El etiquetador nunca conecta con su cerebro antes de opinar sobre alguien, del que puede, incluso, desconocer casi todo. Él se permite clasificar, sin necesidad de ningún desgaste neuronal, a cualquier persona con frases categóricas:

  • LÓPEZ ES UN VANIDOSO.
  • PEDRO ES UN VAGO.
  • JUAN ES UN PIJO.
  • GARCÍA ES UN INEPTO.
  • EL VECINO ES ODIOSO.
  • ESA PRESENTADORA DE TELEVISIÓN ES UNA CURSI.

La primera impresión es la que vale… ¡como generalización!

El etiquetador es superficial, irracional, injusto, tendencioso, maldiciente, crítico, despreciativo, insultón y, sobre todo, envidioso. Su incapacidad de razonar lo lleva a utilizar constantemente generalizaciones. Su simplista manera de percibir el mundo le hace dividirlo en «buenos» y «malos» y ¡listo! Aunque él sólo se ocupa de los segundos, ignorando la maravillosa diversidad y complejidad que encierra el ser humano. El etiquetador lo ve todo a través del agujero de un canuto y ni siquiera le hace falta luz para ver claro. ¡Porque siempre ve con la mirada torcida!

Así, el etiquetador define de un plumazo a sus amigos, compañeros y conocidos mediante la reduccionista regla de la simplificación y generalización.
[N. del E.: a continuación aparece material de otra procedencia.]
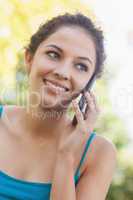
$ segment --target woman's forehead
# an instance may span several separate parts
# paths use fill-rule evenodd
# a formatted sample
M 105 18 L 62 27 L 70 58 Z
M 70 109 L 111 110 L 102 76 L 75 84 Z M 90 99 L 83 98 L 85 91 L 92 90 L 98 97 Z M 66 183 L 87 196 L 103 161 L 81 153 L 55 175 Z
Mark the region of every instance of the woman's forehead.
M 50 44 L 56 44 L 62 49 L 72 50 L 75 53 L 88 54 L 95 58 L 95 44 L 92 37 L 87 34 L 82 28 L 75 27 L 61 27 L 56 32 L 51 34 L 41 46 L 45 47 Z M 81 55 L 80 55 L 81 56 Z

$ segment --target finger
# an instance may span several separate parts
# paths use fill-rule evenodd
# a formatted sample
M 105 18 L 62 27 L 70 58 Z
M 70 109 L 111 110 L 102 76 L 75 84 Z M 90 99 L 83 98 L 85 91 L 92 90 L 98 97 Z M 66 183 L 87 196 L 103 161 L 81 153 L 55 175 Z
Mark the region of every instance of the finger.
M 89 106 L 87 104 L 87 106 L 85 108 L 85 112 L 84 112 L 84 118 L 85 118 L 85 120 L 87 119 L 88 112 L 89 112 Z
M 89 92 L 86 92 L 85 93 L 85 97 L 86 97 L 88 109 L 90 109 L 91 111 L 93 111 L 95 109 L 95 104 L 94 104 L 92 96 L 90 95 Z
M 84 116 L 85 116 L 85 120 L 88 118 L 88 115 L 90 114 L 90 113 L 94 113 L 96 110 L 95 110 L 95 108 L 93 107 L 94 105 L 91 105 L 91 103 L 88 105 L 87 104 L 87 106 L 86 106 L 86 109 L 85 109 L 85 114 L 84 114 Z
M 90 95 L 91 95 L 92 98 L 93 98 L 93 101 L 94 101 L 94 104 L 95 104 L 96 111 L 97 111 L 97 112 L 100 112 L 100 108 L 99 108 L 99 106 L 98 106 L 98 103 L 97 103 L 97 100 L 96 100 L 96 96 L 95 96 L 92 92 L 90 92 Z
M 77 121 L 78 121 L 78 123 L 81 124 L 82 121 L 84 120 L 84 118 L 83 118 L 82 112 L 80 111 L 79 105 L 75 100 L 72 101 L 72 105 L 73 105 L 73 108 L 74 108 L 74 111 L 75 111 L 75 114 L 77 117 Z

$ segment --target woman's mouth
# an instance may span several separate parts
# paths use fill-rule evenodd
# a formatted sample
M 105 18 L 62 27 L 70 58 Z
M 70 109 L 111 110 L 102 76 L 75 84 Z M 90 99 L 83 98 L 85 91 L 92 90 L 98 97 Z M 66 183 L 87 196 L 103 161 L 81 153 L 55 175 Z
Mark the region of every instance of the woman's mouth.
M 50 90 L 54 91 L 56 94 L 60 94 L 60 93 L 69 91 L 67 88 L 57 86 L 56 84 L 54 84 L 51 81 L 48 81 L 46 79 L 43 79 L 43 82 L 44 82 L 45 86 L 47 86 Z

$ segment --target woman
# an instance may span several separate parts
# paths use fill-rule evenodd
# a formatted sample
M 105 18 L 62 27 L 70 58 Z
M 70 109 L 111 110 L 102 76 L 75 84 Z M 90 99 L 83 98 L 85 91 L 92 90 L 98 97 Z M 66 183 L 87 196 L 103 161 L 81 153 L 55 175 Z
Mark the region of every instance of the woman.
M 100 77 L 104 59 L 102 31 L 81 13 L 57 16 L 31 37 L 27 106 L 1 107 L 0 199 L 105 199 L 116 150 L 93 132 L 100 109 L 85 91 L 94 74 Z M 76 125 L 67 114 L 70 103 Z

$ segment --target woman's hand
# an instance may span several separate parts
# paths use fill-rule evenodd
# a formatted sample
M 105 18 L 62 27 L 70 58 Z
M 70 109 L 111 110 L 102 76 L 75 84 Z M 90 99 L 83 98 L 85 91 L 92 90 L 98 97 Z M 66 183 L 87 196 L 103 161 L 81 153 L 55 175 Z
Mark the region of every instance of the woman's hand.
M 65 138 L 59 145 L 59 152 L 73 158 L 75 158 L 75 155 L 81 151 L 83 145 L 87 142 L 89 134 L 93 131 L 96 119 L 100 113 L 94 94 L 92 94 L 92 92 L 85 92 L 84 95 L 87 101 L 85 119 L 80 111 L 78 103 L 76 100 L 73 100 L 72 105 L 78 123 L 71 135 Z

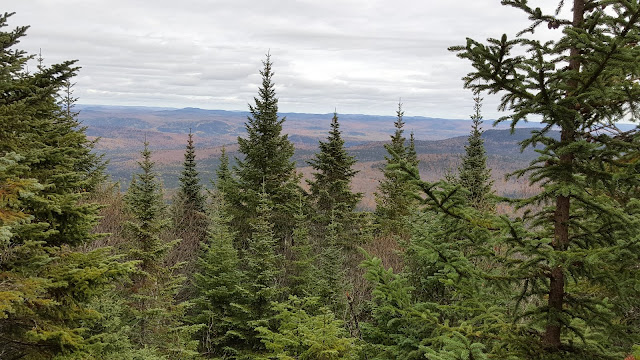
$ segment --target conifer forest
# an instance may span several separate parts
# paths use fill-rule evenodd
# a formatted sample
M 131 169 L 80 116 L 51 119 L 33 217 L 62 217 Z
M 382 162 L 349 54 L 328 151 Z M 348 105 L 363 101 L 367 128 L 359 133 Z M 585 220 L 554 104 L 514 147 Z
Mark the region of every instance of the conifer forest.
M 141 141 L 121 191 L 77 63 L 28 68 L 28 26 L 1 15 L 0 359 L 640 359 L 640 131 L 618 126 L 640 116 L 640 1 L 502 4 L 528 27 L 450 44 L 472 66 L 460 166 L 421 179 L 399 102 L 372 211 L 340 114 L 297 172 L 270 55 L 241 156 L 202 181 L 190 134 L 169 201 Z M 509 175 L 531 195 L 496 194 L 487 94 L 497 122 L 543 124 Z

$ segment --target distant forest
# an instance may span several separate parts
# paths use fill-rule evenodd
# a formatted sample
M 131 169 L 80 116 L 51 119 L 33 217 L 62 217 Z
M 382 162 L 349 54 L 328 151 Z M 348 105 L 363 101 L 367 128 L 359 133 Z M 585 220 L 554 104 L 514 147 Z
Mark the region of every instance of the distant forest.
M 185 129 L 169 199 L 149 141 L 121 191 L 79 121 L 76 62 L 20 50 L 28 26 L 0 15 L 0 359 L 640 359 L 640 132 L 616 125 L 639 115 L 640 1 L 502 3 L 530 26 L 450 48 L 473 69 L 460 141 L 416 141 L 399 102 L 358 158 L 337 113 L 296 155 L 267 54 L 215 169 Z M 508 180 L 483 94 L 511 129 L 542 119 L 512 135 Z M 425 168 L 421 146 L 459 161 Z

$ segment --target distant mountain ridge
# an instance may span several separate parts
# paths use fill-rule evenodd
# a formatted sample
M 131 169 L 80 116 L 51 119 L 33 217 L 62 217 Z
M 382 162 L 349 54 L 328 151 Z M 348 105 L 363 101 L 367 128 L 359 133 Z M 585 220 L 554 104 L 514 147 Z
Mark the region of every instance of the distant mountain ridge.
M 108 172 L 112 178 L 127 186 L 137 169 L 136 160 L 146 139 L 154 152 L 165 186 L 176 188 L 181 171 L 187 134 L 195 134 L 196 156 L 201 178 L 205 184 L 215 178 L 215 169 L 222 145 L 227 147 L 232 160 L 241 157 L 237 151 L 238 136 L 245 136 L 244 123 L 249 115 L 246 111 L 204 110 L 198 108 L 167 109 L 144 107 L 78 106 L 79 119 L 87 126 L 90 136 L 100 137 L 97 150 L 111 160 Z M 286 117 L 284 132 L 295 144 L 298 171 L 309 177 L 311 168 L 307 161 L 318 150 L 318 141 L 325 139 L 329 131 L 332 114 L 282 113 Z M 394 132 L 393 116 L 371 116 L 338 114 L 347 150 L 358 160 L 353 187 L 365 194 L 361 206 L 374 206 L 373 193 L 381 178 L 381 167 L 387 155 L 384 144 Z M 405 136 L 414 131 L 416 151 L 420 159 L 421 176 L 428 181 L 455 172 L 471 121 L 439 119 L 420 116 L 405 116 Z M 520 151 L 520 142 L 530 136 L 532 128 L 517 128 L 513 133 L 506 124 L 497 129 L 487 120 L 483 138 L 488 155 L 488 164 L 493 169 L 493 178 L 499 194 L 515 196 L 528 185 L 514 180 L 505 180 L 504 175 L 526 167 L 537 154 L 534 149 Z M 523 123 L 523 126 L 537 125 Z M 539 127 L 538 127 L 539 128 Z M 555 136 L 558 134 L 556 133 Z M 524 190 L 523 190 L 524 189 Z
M 103 150 L 134 149 L 143 139 L 152 146 L 181 148 L 189 131 L 205 146 L 237 141 L 245 133 L 248 111 L 205 110 L 199 108 L 145 108 L 106 105 L 78 105 L 79 119 L 88 135 L 101 137 Z M 284 131 L 298 146 L 315 146 L 326 137 L 333 114 L 281 113 Z M 394 116 L 338 114 L 345 141 L 349 145 L 384 141 L 393 133 Z M 441 140 L 465 135 L 470 121 L 461 119 L 405 116 L 407 135 L 413 131 L 419 140 Z M 487 120 L 487 127 L 492 120 Z M 532 123 L 533 126 L 538 124 Z M 506 124 L 498 128 L 506 129 Z

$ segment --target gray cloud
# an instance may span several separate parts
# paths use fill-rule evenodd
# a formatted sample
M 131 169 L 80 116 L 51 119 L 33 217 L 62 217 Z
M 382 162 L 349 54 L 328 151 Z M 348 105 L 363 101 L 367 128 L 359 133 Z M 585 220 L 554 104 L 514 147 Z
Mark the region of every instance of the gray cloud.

Intenta descubrir en ellos no las cosas que le unen, sino, precisamente, las que le separan o diferencia. Busca defectos y los exagera o los inventa en la medida que su envidia lo necesita. Una vez «descubierta» la característica negativa la eleva a la categoría de infalible diagnóstico. ¡El etiquetador no sabe que la psicología sirve para algo más que conocer la vitola del cigarro puro de Freud!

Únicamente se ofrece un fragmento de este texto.